When Simpson dies, he is replaced by the Reverend Soater, a much more lenient man and an Irishman himself. Soater examines the rules (written in Latin) to see if he can do anything to help his countryman. He discovers that the rents for the extensive lands indicated on a map are supposed to first go to the upkeep of the almshouses, and the remainder distributed to the inmates daily. He estimates that the rents amount to almost £7,000 per annum. Dan, as the only inmate, is entitled to £20 a day! After consulting a lawyer the next day, Soater gives Dan £20, plus the arrears from when Soater arrived. The news spreads quickly. Dan treats everyone to drinks and gifts.

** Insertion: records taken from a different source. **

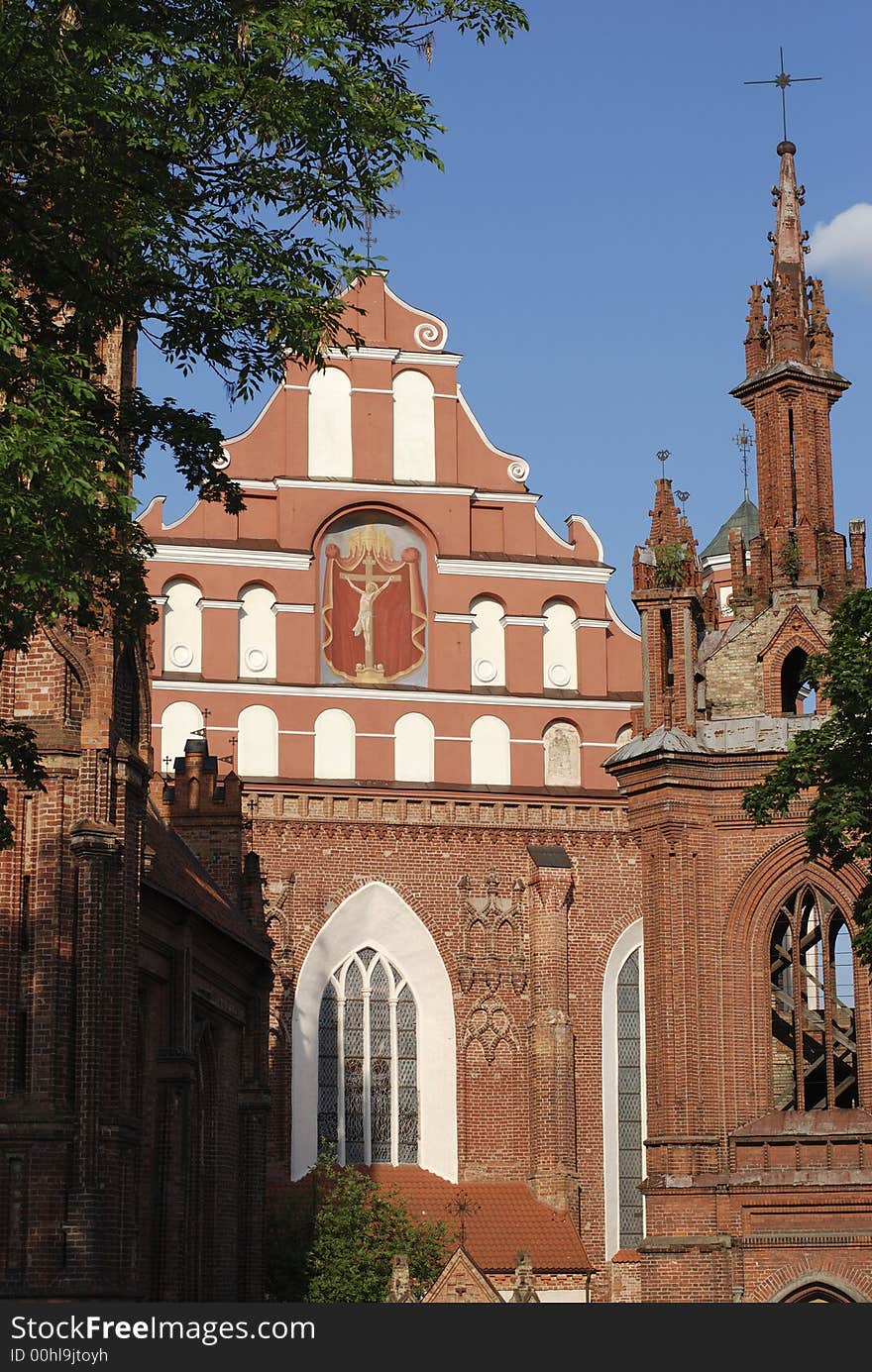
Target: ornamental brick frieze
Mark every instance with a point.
(455, 815)
(490, 1023)
(491, 951)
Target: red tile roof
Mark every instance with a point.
(508, 1219)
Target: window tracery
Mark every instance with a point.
(369, 1062)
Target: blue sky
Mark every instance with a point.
(603, 210)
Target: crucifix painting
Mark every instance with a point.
(373, 608)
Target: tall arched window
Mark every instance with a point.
(488, 647)
(413, 428)
(629, 1104)
(793, 680)
(562, 755)
(334, 744)
(183, 634)
(623, 1093)
(259, 742)
(257, 633)
(330, 424)
(814, 1029)
(178, 722)
(559, 658)
(369, 1062)
(413, 748)
(490, 752)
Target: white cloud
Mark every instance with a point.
(843, 247)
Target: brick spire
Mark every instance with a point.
(675, 609)
(789, 312)
(790, 388)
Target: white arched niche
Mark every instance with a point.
(178, 722)
(257, 633)
(413, 748)
(257, 748)
(490, 752)
(488, 642)
(334, 744)
(377, 916)
(183, 627)
(413, 428)
(559, 656)
(330, 424)
(628, 943)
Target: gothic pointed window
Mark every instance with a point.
(369, 1062)
(629, 1104)
(623, 1093)
(814, 1029)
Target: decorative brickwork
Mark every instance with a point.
(746, 1197)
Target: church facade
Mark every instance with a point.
(487, 914)
(523, 930)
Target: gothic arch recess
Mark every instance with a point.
(378, 916)
(778, 876)
(843, 1285)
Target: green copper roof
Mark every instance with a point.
(744, 517)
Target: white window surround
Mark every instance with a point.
(378, 916)
(490, 752)
(330, 423)
(626, 944)
(183, 631)
(257, 633)
(559, 647)
(257, 734)
(413, 748)
(334, 745)
(413, 428)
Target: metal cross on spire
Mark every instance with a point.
(744, 442)
(783, 80)
(369, 238)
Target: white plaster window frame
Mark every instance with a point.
(626, 943)
(378, 916)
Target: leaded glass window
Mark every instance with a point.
(369, 1062)
(629, 1105)
(812, 981)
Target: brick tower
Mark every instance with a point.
(758, 1150)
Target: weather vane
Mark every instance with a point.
(783, 80)
(462, 1207)
(390, 211)
(744, 442)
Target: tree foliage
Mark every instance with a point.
(335, 1239)
(358, 1229)
(832, 765)
(192, 170)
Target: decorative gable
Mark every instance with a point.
(783, 660)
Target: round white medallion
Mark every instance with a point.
(485, 670)
(180, 655)
(256, 659)
(559, 676)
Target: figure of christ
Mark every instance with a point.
(369, 591)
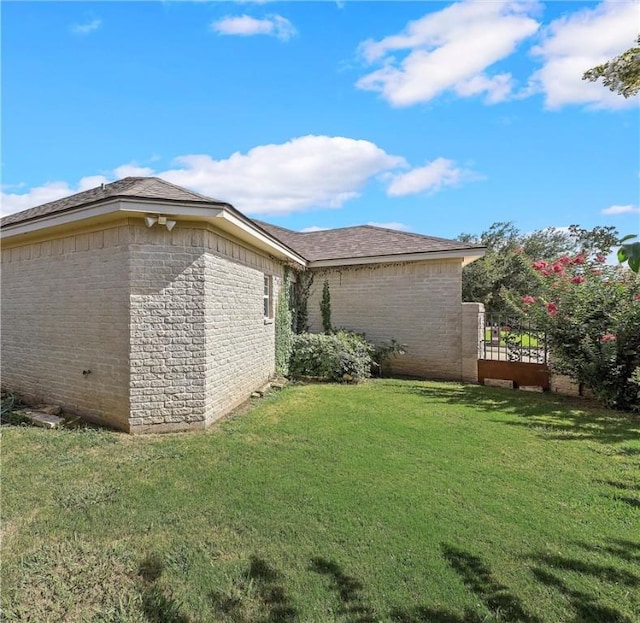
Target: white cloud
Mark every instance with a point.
(308, 230)
(627, 209)
(391, 225)
(245, 25)
(16, 202)
(431, 177)
(87, 27)
(450, 50)
(304, 173)
(578, 41)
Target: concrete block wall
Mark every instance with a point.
(65, 309)
(417, 304)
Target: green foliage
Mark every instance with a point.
(630, 252)
(621, 74)
(591, 315)
(505, 270)
(299, 301)
(325, 307)
(283, 330)
(343, 355)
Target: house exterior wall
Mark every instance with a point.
(199, 341)
(240, 343)
(65, 309)
(170, 324)
(417, 304)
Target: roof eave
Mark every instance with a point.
(221, 215)
(465, 255)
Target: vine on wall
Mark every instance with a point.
(283, 328)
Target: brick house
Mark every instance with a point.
(148, 307)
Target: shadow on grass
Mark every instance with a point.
(554, 417)
(158, 604)
(259, 596)
(348, 589)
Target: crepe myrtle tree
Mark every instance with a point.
(591, 314)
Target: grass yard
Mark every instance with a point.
(394, 500)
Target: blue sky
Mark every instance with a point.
(439, 118)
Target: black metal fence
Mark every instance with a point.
(512, 339)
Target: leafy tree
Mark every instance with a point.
(506, 267)
(621, 74)
(591, 314)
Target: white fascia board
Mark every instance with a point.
(261, 237)
(132, 207)
(466, 255)
(57, 219)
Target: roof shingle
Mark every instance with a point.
(132, 187)
(360, 241)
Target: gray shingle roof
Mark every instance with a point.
(360, 241)
(331, 244)
(129, 187)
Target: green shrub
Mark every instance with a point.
(591, 315)
(342, 355)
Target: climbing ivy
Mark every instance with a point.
(284, 332)
(301, 292)
(325, 307)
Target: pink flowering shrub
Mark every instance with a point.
(591, 314)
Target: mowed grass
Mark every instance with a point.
(390, 501)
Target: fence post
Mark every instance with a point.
(472, 338)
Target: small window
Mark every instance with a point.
(268, 296)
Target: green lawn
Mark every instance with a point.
(391, 501)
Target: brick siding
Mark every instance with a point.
(417, 304)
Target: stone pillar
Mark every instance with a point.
(472, 335)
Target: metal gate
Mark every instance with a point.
(513, 349)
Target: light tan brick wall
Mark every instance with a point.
(65, 309)
(417, 304)
(170, 324)
(199, 342)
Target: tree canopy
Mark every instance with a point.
(621, 74)
(506, 269)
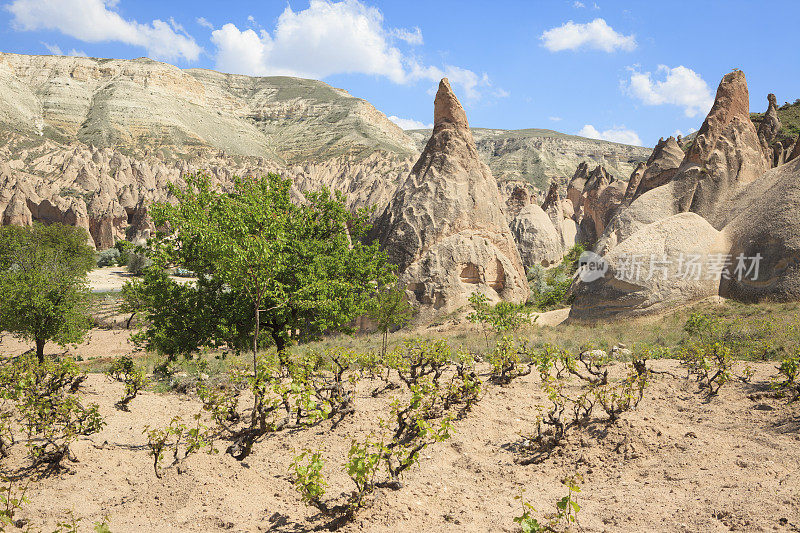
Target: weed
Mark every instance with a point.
(125, 371)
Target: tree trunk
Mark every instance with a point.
(40, 350)
(280, 345)
(255, 335)
(256, 397)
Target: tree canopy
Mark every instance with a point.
(43, 283)
(297, 268)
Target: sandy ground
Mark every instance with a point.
(111, 279)
(108, 279)
(676, 463)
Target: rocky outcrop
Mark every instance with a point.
(633, 182)
(76, 128)
(538, 156)
(726, 154)
(718, 203)
(538, 240)
(647, 273)
(795, 153)
(599, 199)
(661, 167)
(518, 194)
(769, 127)
(445, 227)
(765, 236)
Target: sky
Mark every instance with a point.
(628, 72)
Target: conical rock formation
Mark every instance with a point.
(716, 180)
(445, 227)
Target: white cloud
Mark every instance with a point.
(204, 23)
(681, 86)
(616, 134)
(410, 123)
(56, 50)
(96, 21)
(595, 34)
(330, 38)
(410, 36)
(53, 49)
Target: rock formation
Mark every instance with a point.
(538, 240)
(644, 275)
(661, 167)
(764, 224)
(795, 150)
(769, 127)
(445, 227)
(76, 129)
(720, 202)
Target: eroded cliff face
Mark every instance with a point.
(94, 142)
(722, 208)
(539, 156)
(445, 227)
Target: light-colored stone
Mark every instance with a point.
(623, 293)
(538, 240)
(445, 227)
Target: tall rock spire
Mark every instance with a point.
(445, 228)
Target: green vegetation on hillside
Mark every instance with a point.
(43, 290)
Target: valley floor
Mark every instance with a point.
(676, 463)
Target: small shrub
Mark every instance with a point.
(11, 500)
(566, 514)
(788, 384)
(125, 371)
(550, 287)
(710, 362)
(177, 436)
(500, 318)
(108, 257)
(506, 360)
(137, 263)
(48, 410)
(125, 249)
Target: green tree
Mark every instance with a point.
(389, 309)
(43, 283)
(300, 267)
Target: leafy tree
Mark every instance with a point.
(299, 267)
(43, 283)
(389, 309)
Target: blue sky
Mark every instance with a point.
(624, 71)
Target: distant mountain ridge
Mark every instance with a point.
(93, 142)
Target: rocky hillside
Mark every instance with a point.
(93, 142)
(537, 156)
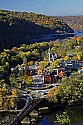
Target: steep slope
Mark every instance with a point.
(18, 27)
(75, 22)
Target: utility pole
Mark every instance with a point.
(49, 55)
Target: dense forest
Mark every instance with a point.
(75, 22)
(19, 27)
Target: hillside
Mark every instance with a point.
(18, 27)
(75, 22)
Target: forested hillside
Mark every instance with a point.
(75, 22)
(18, 27)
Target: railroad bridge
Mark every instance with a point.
(28, 108)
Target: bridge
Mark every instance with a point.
(29, 107)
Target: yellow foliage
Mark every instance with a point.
(66, 57)
(14, 92)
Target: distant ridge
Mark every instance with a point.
(75, 22)
(18, 27)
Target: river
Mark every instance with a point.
(75, 115)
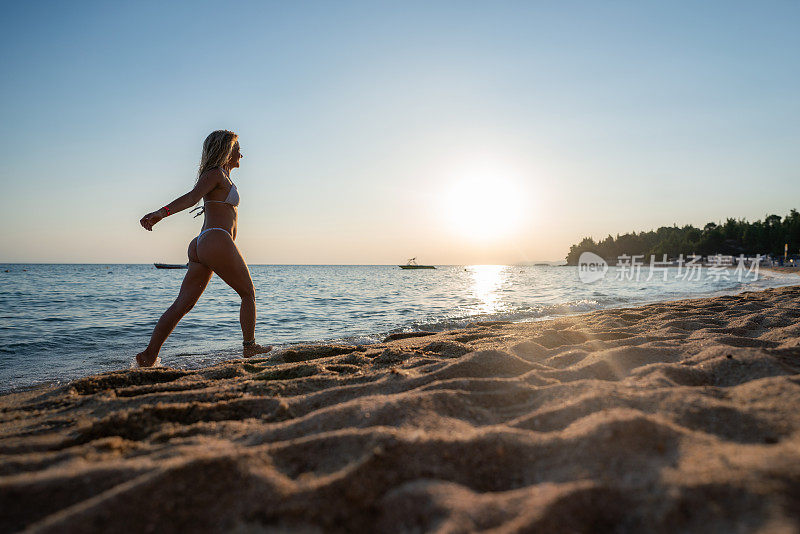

Sir Digby offers Dan a very easy job, though with a much smaller salary, to leave the almshouse. When that ploy fails, Hace schemes to make Dan late for the daily 9.00pm closing of the almshouse gates, which would disqualify him; he enlists Miss Mouncey to help distract Dan. Fortunately, Dan gets Miss Mouncey drunk, and she blurts out the plot. Dan rushes back to the almshouse just in time.
Meanwhile, Bill Jordan goes out on a date with Peggy Stebbins and, at her insistence, kisses her. Then he quickly drives over to Sally's lodgings and kisses her without a word of explanation. They both enjoy it, but Sally becomes annoyed when he admits Peggy put the idea into his head and slams the door on him.
With the council election coming up, Mr. Spink, who owns the local factory, suggests that Dan run for office. Dan is uninterested at first, but soon changes his mind. He is joined by Bill Jordan, Spink and Mary Wade, the shopkeeper who now employs Sally. Hace comes up with a scheme to make Dan look foolish by recruiting 11 tramps for the almshouse, but Souter cites a regulation that the new additions must be approved by the residents. Dan, of course, rejects them.
The new candidates are all elected. Sally is so overjoyed, she kisses Bill. Dan rushes back to the almshouse at 9.00, but instead of staying, he exacts revenge on the Crouches, then heads back to the festivities. He announces that now that he has disqualified himself, the money will go to more worthy causes and the almshouses will be converted to a day nursery for the workers. Spink offers Dan a job suitable to his talents: mattress tester. With that, Little Hayhoe reaches its goal of 100% employment and welcomes the Prime Minister ... in a typically English downpour.
- Eddie Byrne as Dan Dance
- Jane Barrett as Sally
- Robert Brown as Bill Jordan
- Raymond Lovell as Sir Digby Montague
- Marjorie Rhodes as Miss Mouncey
- Hermione Baddeley as Emma Stebbins
- Dora Bryan as Peggy Stebbins
- Thora Hird as Alice Crouch
- Ivor Barnard as Timothy Crouch
- Sid James as Eric Hace
- Edie Martin as Mary Wade
- Sydney Tafler as Joseph Spink
- Joan Young as Mrs. Round
- Marianne Stone as Mrs. Pincer
- Patrick McAlinney as Rev. Soater
- Julian D'Albie as George Burton
- Nigel Clarke as Rev. Simpson
- Henry Longhurst as P.C. Tumball
- Peter Jones as Lionel Batts
- Peter Swanwick as Jeremiah Higgins
- Thomas Gallagher as Bob Cannon
- Freda Bamford as Mabel
- Ian Carmichael as P.R.O. (Public Relations Officer for the Prime Minister)
- Brian Roper as Cyril
- Harry Herbert as Tramp
- Jack May as Man with Ear-trumpet
- Toke Townley as Potman
- Tristan Rawson as Dr. Hawkes
- Donovan Winter as Hairdresser
- Sheila Aza as Manicurist
- Julie Milton as Manor House Maid
- Michael Edmonds as Freckles
- Cora Bennett as P.R.O.'s Secretary
- Audrey Noble as Spink's Secretary
- Virginia Winter as Vicarage Maid
- Neil Gemmell as Heckler
- Helen Boursnell as P.C. Tumball's little girl
In 2007, Time Gentlemen, Please! was given a DVD release as part of the Long Lost Comedy Classics collection.
The film historians Steve Chibnall and Brian McFarlane regard Time Gentlemen, Please! as one of "the most attractive British 'B' films, noting that "it has the advantage of an amusing screenplay ... a central character engaging enough in concept and execution to hold the narrative together, and one of those prodigally rich casts of British character actors ... which can make much worse films than this enjoyable".
- Steve Chibnall & Brian McFarlane, The British 'B' Film, Palgrave Macmillan, London, 2009, pp. 202–3.